We thought we could keep it private because she has her own place and so do I — and it’s worked fine. But now, this girl wants us to be together all the time.
She also wants us to come out of the closet. Even though we’re in our early 20s, her older sister and my stodgy brother will be worried, unless we’re really serious. I don’t know that yet. What’s your advice?
— Just Having Fun, South St. Vital
Dear Fun: Your new girlfriend is tired of sneaking around and wants your relationship to be recognized, and who can blame her? It’s time for you to grow up and be her partner around her family and in public.
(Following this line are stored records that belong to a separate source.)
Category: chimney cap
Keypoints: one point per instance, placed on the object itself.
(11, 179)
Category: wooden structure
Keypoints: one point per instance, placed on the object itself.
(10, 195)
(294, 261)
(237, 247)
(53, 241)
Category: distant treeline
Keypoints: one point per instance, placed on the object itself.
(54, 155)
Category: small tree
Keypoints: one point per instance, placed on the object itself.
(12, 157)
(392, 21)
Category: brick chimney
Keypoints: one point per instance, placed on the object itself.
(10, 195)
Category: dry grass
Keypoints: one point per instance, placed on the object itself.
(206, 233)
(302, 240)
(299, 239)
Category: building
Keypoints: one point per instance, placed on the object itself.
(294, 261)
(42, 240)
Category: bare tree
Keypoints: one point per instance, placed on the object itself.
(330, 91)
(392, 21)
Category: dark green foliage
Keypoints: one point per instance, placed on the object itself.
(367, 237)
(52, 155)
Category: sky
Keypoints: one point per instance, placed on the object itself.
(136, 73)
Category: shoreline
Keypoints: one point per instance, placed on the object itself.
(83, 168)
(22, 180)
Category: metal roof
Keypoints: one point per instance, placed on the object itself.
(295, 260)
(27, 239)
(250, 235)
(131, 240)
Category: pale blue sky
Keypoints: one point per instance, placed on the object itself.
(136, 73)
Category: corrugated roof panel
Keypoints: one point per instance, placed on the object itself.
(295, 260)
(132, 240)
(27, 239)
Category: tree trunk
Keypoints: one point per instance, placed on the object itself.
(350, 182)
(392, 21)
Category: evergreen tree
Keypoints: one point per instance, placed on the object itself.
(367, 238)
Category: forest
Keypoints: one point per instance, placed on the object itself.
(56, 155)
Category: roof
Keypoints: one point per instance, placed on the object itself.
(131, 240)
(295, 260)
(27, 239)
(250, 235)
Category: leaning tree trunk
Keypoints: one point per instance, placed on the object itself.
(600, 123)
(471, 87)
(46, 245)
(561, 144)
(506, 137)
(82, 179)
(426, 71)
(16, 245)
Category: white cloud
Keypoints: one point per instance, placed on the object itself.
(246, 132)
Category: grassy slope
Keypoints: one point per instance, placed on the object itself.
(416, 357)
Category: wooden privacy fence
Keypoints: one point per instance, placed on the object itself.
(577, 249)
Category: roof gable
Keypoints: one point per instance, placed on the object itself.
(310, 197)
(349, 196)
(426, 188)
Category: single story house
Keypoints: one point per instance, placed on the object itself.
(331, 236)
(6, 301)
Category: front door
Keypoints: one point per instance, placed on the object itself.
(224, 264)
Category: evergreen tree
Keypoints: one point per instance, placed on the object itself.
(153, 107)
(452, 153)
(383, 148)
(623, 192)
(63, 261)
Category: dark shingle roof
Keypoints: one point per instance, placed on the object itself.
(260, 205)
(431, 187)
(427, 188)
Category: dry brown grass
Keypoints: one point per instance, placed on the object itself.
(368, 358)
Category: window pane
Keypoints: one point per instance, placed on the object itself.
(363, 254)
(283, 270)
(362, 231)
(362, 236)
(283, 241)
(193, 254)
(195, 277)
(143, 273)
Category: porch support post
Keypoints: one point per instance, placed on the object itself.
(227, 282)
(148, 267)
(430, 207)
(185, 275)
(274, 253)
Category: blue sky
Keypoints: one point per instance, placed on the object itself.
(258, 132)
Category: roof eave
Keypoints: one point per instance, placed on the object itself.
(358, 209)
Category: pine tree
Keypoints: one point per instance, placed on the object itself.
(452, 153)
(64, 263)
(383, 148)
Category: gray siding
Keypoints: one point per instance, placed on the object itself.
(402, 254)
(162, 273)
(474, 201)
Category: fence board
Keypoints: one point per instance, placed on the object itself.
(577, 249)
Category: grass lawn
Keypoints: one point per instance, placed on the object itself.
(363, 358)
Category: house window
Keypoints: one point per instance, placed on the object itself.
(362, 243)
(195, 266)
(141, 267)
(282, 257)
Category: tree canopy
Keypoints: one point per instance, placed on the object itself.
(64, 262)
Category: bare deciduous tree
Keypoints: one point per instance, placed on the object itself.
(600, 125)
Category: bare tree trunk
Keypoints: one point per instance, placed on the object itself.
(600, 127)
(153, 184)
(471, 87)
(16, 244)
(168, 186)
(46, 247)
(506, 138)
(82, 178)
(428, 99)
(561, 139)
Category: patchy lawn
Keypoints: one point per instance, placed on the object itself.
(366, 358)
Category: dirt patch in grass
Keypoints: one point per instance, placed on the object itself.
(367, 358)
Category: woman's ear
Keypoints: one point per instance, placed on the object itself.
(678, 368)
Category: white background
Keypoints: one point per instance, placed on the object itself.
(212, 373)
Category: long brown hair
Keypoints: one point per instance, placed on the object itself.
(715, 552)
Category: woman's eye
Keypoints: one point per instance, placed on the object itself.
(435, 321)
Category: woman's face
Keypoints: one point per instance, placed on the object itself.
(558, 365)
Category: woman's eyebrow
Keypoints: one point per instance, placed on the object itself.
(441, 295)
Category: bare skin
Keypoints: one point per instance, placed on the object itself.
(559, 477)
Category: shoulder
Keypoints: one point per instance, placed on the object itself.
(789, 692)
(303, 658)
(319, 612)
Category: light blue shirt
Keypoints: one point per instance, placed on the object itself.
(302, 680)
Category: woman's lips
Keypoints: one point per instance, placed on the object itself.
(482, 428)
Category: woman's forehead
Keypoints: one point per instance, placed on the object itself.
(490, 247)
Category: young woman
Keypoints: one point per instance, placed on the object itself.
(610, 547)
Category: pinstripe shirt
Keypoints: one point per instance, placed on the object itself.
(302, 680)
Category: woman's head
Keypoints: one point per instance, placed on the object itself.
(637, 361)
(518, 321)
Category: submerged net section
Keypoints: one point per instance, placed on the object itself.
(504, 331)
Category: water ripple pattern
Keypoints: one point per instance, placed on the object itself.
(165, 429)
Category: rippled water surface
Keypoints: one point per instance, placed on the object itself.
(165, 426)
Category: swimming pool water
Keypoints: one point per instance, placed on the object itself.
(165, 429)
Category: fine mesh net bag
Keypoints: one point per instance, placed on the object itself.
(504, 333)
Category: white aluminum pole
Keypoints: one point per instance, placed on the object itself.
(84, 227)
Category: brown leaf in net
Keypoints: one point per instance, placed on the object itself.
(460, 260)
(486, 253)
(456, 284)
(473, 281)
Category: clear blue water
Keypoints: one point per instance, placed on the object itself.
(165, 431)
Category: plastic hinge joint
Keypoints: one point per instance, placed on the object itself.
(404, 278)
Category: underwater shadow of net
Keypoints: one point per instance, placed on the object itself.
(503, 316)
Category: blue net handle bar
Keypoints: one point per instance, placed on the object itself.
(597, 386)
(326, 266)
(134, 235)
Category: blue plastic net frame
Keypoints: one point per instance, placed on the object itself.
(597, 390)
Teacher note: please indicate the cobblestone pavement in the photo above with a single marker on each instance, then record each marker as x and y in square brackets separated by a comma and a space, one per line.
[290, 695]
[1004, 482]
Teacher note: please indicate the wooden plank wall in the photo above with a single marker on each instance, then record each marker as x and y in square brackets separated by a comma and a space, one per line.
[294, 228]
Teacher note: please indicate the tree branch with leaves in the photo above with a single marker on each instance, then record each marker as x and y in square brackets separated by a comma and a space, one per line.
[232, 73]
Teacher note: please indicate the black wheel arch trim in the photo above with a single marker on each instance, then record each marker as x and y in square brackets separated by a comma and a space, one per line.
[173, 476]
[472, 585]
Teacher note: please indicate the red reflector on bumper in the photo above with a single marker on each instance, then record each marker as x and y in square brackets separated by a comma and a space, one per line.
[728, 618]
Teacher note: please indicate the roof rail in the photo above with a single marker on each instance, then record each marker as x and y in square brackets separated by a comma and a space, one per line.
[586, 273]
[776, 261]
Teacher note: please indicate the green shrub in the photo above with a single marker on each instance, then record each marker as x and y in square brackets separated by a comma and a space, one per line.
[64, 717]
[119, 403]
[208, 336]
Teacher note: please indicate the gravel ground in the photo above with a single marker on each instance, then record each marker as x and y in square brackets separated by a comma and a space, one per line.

Not that interested? Then break up now, before it becomes known you’re together. That’ll save the mess you’d cause by announcing you’re together, and then breaking up with her soon after. Surely, you can endure the COVID dating wasteland for a little while longer!
Dear Miss Lonelyhearts: I have a job which is very safe, but my mother thinks I should quit because of COVID or “the bad sick,” as she calls it.
I keep telling her it’s OK and not to worry, but she acts like it’s a miracle every time I come back through the door. I can’t quit because we need the money, and she knows that.
What can I do?
— Safer Than Mom Thinks, West End
Dear Safer: You might be able to solve this with some photos from work. Take some pics with your masks and any other protective equipment showing.
Have a co-worker standing two metres away from you, with both of you waving at Mom. This could be reassuring enough for her. If not, ask your boss in to the photos!
All she can do now is imagine the worst, so also explain to her about all the measures that are taken to ensure your safety. Good luck with Mama!